Gardar Eide Einarsson, “He likes the fiestas. He likes the music. He likes to dance.” Exhibition view , Maureen Paley, London (2014) (© the artist, courtesy Maureen Paley, London)
LONDON — The world of Gardar Eide Einarsson is one of resistance, negation, and opposition. His works are usually based on coded messages and decontextualized signs taken from various subcultures, hard-core punk, and criminality, with references to terrorists and murderers.
Yet the aesthetic employed in his paintings and installations wouldn’t let the visitors realize any of this. The artist has built his own visual language, appropriating elements from some of the most iconic art movements such as minimalism and geometric abstraction. The appearance of his works, usually in black and white, emphasizes a sort of innate non-communicative quality that is difficult to overcome without further explanations.
Einarsson’s interest in criminal organizations and terrorism — easily labelled obsessive — reveals a sympathy with the theme of individual expression in opposition to social norms. After all, crime can be interpreted as an extreme assertion of the self over society.

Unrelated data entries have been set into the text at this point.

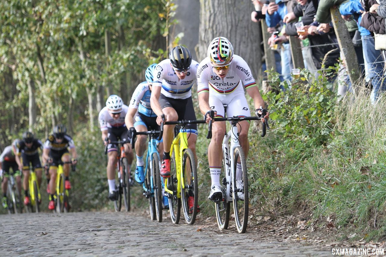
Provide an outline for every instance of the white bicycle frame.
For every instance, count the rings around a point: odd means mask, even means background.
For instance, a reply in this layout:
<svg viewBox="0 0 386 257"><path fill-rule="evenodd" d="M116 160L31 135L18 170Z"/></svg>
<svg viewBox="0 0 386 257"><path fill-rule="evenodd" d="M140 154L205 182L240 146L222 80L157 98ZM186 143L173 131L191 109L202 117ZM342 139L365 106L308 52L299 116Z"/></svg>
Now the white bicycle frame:
<svg viewBox="0 0 386 257"><path fill-rule="evenodd" d="M224 164L225 175L227 178L227 181L231 181L230 183L227 183L226 185L225 196L226 198L225 202L227 203L232 201L233 200L232 192L236 191L234 188L234 185L233 184L234 183L232 182L233 181L234 174L235 172L234 165L233 164L237 160L234 159L234 155L233 153L234 152L236 148L238 146L240 146L240 145L239 141L239 136L237 135L238 133L237 128L236 125L237 123L235 122L234 125L234 122L232 122L232 129L228 131L228 133L224 136L224 139L222 140L222 151L224 153L225 158L225 163ZM230 139L230 148L229 144L228 143ZM222 184L222 181L220 181L220 183ZM232 187L232 192L230 191L231 186Z"/></svg>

The artist seems to further draw parallels between the language of the art world and the underground system of criminality, combining elements of the two in his work. Both groups can be impenetrable, made up of a relatively small circle of affiliates who know, respect, inform, and envy each other.

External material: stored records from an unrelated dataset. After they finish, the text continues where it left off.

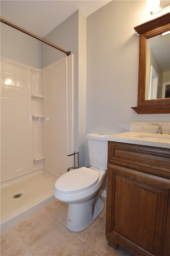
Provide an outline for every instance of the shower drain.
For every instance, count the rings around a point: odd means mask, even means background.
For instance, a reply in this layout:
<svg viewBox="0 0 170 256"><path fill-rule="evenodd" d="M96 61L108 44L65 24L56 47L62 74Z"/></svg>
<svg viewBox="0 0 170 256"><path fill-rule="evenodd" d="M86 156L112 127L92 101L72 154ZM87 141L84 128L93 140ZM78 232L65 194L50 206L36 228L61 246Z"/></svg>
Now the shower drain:
<svg viewBox="0 0 170 256"><path fill-rule="evenodd" d="M19 197L21 197L21 196L22 196L22 194L16 194L16 195L14 195L14 196L13 196L12 198L18 198Z"/></svg>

Gardar Eide Einarsson, “Black Tarp (Stainless Steel)” (2014), acrylic, graphite, ink silkscreen on canvas, 74 3/4 x 47 1/4 inches. (photo by the author for Hyperallergic)

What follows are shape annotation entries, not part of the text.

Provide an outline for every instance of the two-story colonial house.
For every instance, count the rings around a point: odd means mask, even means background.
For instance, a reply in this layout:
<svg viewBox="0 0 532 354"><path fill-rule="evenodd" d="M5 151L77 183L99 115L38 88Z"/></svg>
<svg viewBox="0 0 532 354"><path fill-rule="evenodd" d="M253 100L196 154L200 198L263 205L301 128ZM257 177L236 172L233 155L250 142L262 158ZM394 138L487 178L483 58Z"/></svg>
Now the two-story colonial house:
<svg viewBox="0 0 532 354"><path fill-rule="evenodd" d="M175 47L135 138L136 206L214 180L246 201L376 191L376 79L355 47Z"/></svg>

A crystal-clear reference to art history can be seen in the new series of paintings exhibited in “He likes the fiestas. He likes the music. He likes to dance.”, his second solo show at Maureen Paley. Each canvas, realized in a sort of neo–Abstract Expressionist style, has been silkscreened over with an image of a tarpaulin that covers almost the entire surface of the paintings. Using a simple device used to shield, protect and hide, the artist plays with visitors by frustrating their expectations, unsubtly mocking the Willem de Kooning fashion of the canvases.
Tarps, oil drums and sandbags are the recurring material of the exhibition, evoking cities at war, riots and slums. The main installation in the gallery is a series of menacing but explosive-free vertical flame mines. Assembly instructions for the weapons were found by the artist in a booklet entitled Marine Corp Field Manual No. 3-11, “Flame, Riot Control Agents, and Herbicide Operations,” a manual distributed to U.S. Marines and surprisingly easy to download from the internet. As stated in the preface, the publication “describes the doctrine, tactics, and techniques for employing flame weapons, riot control agents and herbicide during peacetime and combat.” (The usefulness of a mine during peacetime escapes me.)

Screenshot from Marine Corp Field Manual No. 3-11, “Flame, Riot Control Agents, and Herbicide Operations, Chapter 4, “Exploding Flame Devices.”
Even if harmless, the mines distributed on the ground floor of the gallery can be interpreted as a witty comment on the art world. Changing the gallery space into a minefield is also a way of shaping an idiomatic expression, reporting the “dangers” of the art system in an almost literal way.
Just when I thought I was approaching insight into Einarsson’s poetry, a sophisticated polemic against institutions and in favor of the independent figure, I found out the artist has recently collaborated with fashion brand Yves Saint Laurent (YSL) on the packaging of some limited edition flacons of perfume. The news left me a bit puzzled: Einarsson’s works seem pretty far from the glamorous lifestyle promoted by YSL. If the collaboration (whose outcome remains pretty attractive anyhow) doesn’t invalidate the quality of the artist’s body of works, it certainly leaves some open questions: more reasons to keep an eye on the artist and his practice.
Gardar Eide Einarsson: “He likes the fiestas. He likes the music. He likes to dance.” continues at Maureen Paley (21 Herald Street, London) through July 13.